Speaker of Nagaland Legislative Assembly
- In office 13 March 2018 – 30 December 2019
- Succeeded by: Sharingain Longkümer

Member of Nagaland Legislative Assembly
- In office 2008–2019
- Preceded by: Medokul Sophie
- Succeeded by: Medo Yhokha
- Constituency: Southern Angami I

Personal details
- Born: Vikho-o Yhoshü 1 October 1951 Kigwema Village, Nagaland
- Died: 30 December 2019 (aged 68) Mumbai, Maharashtra, India
- Party: Nationalist Democratic Progressive Party
- Other political affiliations: Naga People's Front (Before 2018)
- Children: Sesino Yhoshü
- Alma mater: Indian School of Mines, Dhanbad

= Vikho-o Yhoshü =

Indian politician (1951–2019)

Vikho-o Yhoshü (1 October 1951 – 30 December 2019) was an Indian politician from Nagaland.

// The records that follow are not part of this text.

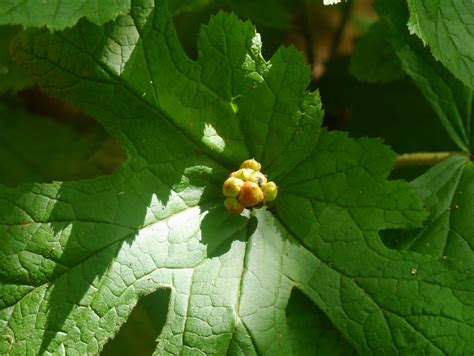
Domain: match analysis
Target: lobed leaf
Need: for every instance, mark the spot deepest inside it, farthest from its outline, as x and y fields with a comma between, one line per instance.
x=60, y=14
x=76, y=256
x=446, y=27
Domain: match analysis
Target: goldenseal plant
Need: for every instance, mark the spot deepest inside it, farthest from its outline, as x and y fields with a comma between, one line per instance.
x=248, y=187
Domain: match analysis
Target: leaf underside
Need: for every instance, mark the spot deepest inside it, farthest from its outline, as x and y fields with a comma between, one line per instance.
x=76, y=256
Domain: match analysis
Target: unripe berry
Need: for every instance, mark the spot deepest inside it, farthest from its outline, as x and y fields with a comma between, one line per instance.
x=259, y=178
x=231, y=187
x=250, y=194
x=243, y=173
x=252, y=164
x=233, y=206
x=270, y=191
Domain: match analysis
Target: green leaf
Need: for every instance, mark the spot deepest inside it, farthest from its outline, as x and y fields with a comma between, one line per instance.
x=271, y=13
x=449, y=97
x=309, y=329
x=60, y=14
x=447, y=190
x=12, y=78
x=76, y=256
x=35, y=148
x=447, y=27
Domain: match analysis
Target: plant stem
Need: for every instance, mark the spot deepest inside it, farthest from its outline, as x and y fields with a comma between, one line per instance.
x=424, y=158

He was a member of the Nationalist Democratic Progressive Party. He was elected to the Nagaland Legislative Assembly in 2013 and 2018 from the Southern Angami-I constituency as a candidate of the Nationalist Democratic Progressive Party. He was the speaker of Nagaland Legislative Assembly in 2018-19.

==Death==
On 30 December 2019, Yhoshü died of lung cancer in a hospital in Mumbai. He was an alumnus of Indian School of Mines, Dhanbad, graduating in mining in 1974.